Masterpiece of the week, times two: a brief review

Mary Karrs, Liars’ Club – David Mitchell, Cloud Atlas

What is it that marks the greatness of these two writers? — Karr, telling with raw courage her childhood in a soul-taxing East Texas; Mitchell, writing lives within lives and books within books, in this ultra-novel novel that inspired the inspiring movie.

They are all in. There is no playing nice with cardboard language, it is all guts and demarcation of verbal innovation at every turn. Yet, a compulsive consistency in voice in character, whether narration or dialogue, interior/exterior, Texan or postapocalyptic, learned or simply articulate in the marrow of individuality.

Political-correct is out of its depth here.  We go to the heart of the matter, at any level of truth or stage-play, set-up or exposition.  There is no stray static, no leaking gas. The engine is purring silently, weaving us to our destination.

Or rather, in the case of Cloud Atlas, it’s a thundering, intricate, Russian-doll / Chinese-box, six-cylinder Persian carpet. A literary masterpiece, in the best sense: breathtaking mastery of language in variety of genres, voices, eras, all convincing within each of of the six interlocking story lines.

And what better message for our times, than the final pages of Cloud Atlas (507–9):

My recent adventures have made me quite the philosopher, especially at night, when I hear naught but the stream grinding boulders into pebbles through an unhurried eternity. My thoughts flow thus. Scholars discern motions in history & formulate these motions into rules that govern the rises & falls of civilizations. My belief runs contrary, however. To wit: history admits no rules, only outcomes.

What precipitates outcomes? Vicious acts & virtuous acts.

What precipitates acts? Belief.

Belief is both prize & battlefield, within the mind & in the mind’s mirror, the world. If we believe humanity is a ladder of tribes, a colosseum of confrontation, exploitation & bestiality, such a humanity is surely brought into being, & history’s Horroxes, Boerhaaves & Gooses shall prevail. You & I, the moneyed, the privileged, the fortunate, shall not fare so badly in this world, provided our luck holds. What of it if our consciences itch? Why undermine the dominance of our race, our gunships, our heritage & our legacy? Why fight the “natural” (oh, weaselly word!) order of things?

Why? Because of this—one fine day, a purely predatory world shall consume itself. Yes, the Devil shall take the hindmost until the foremost is the hindmost. In an individual, selfishness uglifies the soul; for the human species, selfishness is extinction.

Is this the doom written within our nature?

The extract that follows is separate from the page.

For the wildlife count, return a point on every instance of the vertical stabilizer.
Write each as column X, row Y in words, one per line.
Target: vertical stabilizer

If we believe that humanity may transcend tooth & claw, if we believe divers races & creeds can share this world as peaceably as the orphans share their candlenut tree, if we believe leaders must be just, violence muzzled, power accountable & the riches of the Earth & its Oceans shared equitably, such a world will come to pass. I am not deceived. It is the hardest of worlds to make real. Torturous advances won over generations can be lost by a single stroke of a myopic president’s pen or a vainglorious general’s sword.

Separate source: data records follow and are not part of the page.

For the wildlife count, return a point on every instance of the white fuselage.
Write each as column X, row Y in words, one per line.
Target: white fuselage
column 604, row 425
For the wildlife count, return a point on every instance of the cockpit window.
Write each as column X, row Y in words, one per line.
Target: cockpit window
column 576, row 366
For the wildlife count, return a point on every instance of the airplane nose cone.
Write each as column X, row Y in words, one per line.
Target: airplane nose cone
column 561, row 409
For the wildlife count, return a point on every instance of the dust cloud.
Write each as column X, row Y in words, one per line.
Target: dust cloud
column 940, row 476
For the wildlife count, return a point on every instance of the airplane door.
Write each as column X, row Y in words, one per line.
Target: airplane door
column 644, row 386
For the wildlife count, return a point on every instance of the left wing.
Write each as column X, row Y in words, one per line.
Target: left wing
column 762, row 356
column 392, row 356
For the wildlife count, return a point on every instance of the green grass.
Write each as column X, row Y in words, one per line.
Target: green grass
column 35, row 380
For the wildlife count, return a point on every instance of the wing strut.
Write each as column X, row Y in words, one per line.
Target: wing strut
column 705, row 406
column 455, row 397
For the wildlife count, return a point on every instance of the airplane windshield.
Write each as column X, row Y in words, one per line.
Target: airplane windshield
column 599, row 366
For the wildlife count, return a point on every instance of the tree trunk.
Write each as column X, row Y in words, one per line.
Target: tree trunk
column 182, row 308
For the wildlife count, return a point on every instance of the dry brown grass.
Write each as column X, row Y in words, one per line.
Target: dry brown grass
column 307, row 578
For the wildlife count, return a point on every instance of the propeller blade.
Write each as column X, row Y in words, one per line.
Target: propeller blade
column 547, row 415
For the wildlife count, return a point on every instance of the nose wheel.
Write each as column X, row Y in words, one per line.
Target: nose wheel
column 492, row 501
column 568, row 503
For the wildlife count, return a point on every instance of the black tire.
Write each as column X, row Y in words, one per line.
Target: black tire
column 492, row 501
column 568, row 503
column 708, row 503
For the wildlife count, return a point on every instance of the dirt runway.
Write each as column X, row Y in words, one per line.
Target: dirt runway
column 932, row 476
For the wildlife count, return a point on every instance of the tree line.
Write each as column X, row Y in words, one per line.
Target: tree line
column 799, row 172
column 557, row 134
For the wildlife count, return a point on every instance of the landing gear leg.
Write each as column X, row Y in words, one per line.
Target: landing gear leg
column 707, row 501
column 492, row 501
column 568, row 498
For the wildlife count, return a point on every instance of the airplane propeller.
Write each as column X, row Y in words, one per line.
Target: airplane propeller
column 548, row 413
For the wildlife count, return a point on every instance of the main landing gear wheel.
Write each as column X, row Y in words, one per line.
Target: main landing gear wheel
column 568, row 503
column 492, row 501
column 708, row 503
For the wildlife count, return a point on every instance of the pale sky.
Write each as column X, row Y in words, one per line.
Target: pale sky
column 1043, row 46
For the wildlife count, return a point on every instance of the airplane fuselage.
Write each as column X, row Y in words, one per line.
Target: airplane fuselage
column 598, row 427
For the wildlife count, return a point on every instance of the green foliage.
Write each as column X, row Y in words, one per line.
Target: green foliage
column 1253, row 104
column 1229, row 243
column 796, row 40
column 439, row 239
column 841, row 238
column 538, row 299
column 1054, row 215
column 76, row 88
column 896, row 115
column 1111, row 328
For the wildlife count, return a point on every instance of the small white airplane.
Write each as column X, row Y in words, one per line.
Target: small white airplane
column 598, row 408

A life spent shaping a world I want Jackson to inherit, not one I fear Jackson shall inherit, this strikes me as a life worth the living. Upon my return to San Francisco, I shall pledge myself to the Abolitionist cause, because I owe my life to a self-freed slave & because I must begin somewhere.

I hear my father-in-law’s response: “Oho, fine. Whiggish sentiments, Adam. But don’t tell me about justice! Ride to Tennessee on an ass & convince the rednecks that they are merely white-washed negroes & their negroes are black-washed Whites! Sail to the Old World, tell ’em their imperial slaves’ rights are as inalienable as the Queen of Belgium’s! Oh, you’ll grow hoarse, poor & gray in caucuses! You’ll be spat on, shot at, lynched, pacified with medals, spurned by backwoodsmen! Crucified! Naïve, dreaming Adam. He who would do battle with the many-headed hydra of human nature must pay a world of pain & his family must pay it along with him! & only as you gasp your dying breath shall you understand, your life amounted to no more than one drop in a limitless ocean!”

Yet what is any ocean but a multitude of drops?